The Problem:
A man is running for a bus at 3 m/ s. When he is 100 m from the bus stop, the bus passes him going at 8 m /s If the deceleration of the bus is constant, at what constant rate should the man accelerate so as to arrive at the bus stop at the same instant as the bus?
Douglas Quadling Mechanics1 Miscellaneous Exercise1 Q9
A man is running for a bus at 3 m s. When he is 100 m from the bus stop, the bus passes him going at 8 m s1…..
Given:
- Man’s initial speed: 3 m/s
- Distance to the bus stop: 100 m
- Bus’s initial speed: 8 m/s
- Bus’s deceleration: constant (unknown)
- Man’s acceleration: constant (to be determined)
Step 1: Time for the bus to reach the bus stop
The bus is decelerating, so its motion is described by:
Distance = (Initial Speed × Time) – (0.5 × Deceleration × Time²)

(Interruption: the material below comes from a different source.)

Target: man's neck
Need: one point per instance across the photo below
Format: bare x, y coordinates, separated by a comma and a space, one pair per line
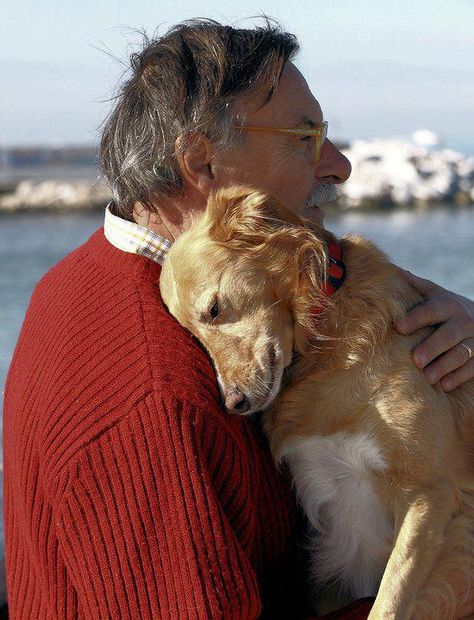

At the bus stop, the bus’s final speed is 0 m/s. Using the equation:
Final Speed = Initial Speed – (Deceleration × Time)
Substitute the values:
0 = 8 – (Deceleration × Time)
This gives:
Deceleration = 8 / Time
Substitute this into the distance equation:
100 = 8 × Time – 0.5 × (8 / Time) × Time²
Simplify:
100 = 8 × Time – 4 × Time
100 = 4 × Time
Time = 25 seconds
Step 2: Time for the man to reach the bus stop
The man is accelerating, so his motion is described by:
Distance = (Initial Speed × Time) + (0.5 × Acceleration × Time²)
Substitute the values:
100 = 3 × 25 + 0.5 × Acceleration × 25²
Simplify:
100 = 75 + 0.5 × Acceleration × 625
100 – 75 = 0.5 × 625 × Acceleration
25 = 312.5 × Acceleration
Acceleration = 25 / 312.5
Acceleration = 0.08 m/s²
Final Answer:
The man must accelerate at a constant rate of 0.08 m/s² to arrive at the bus stop at the same time as the bus.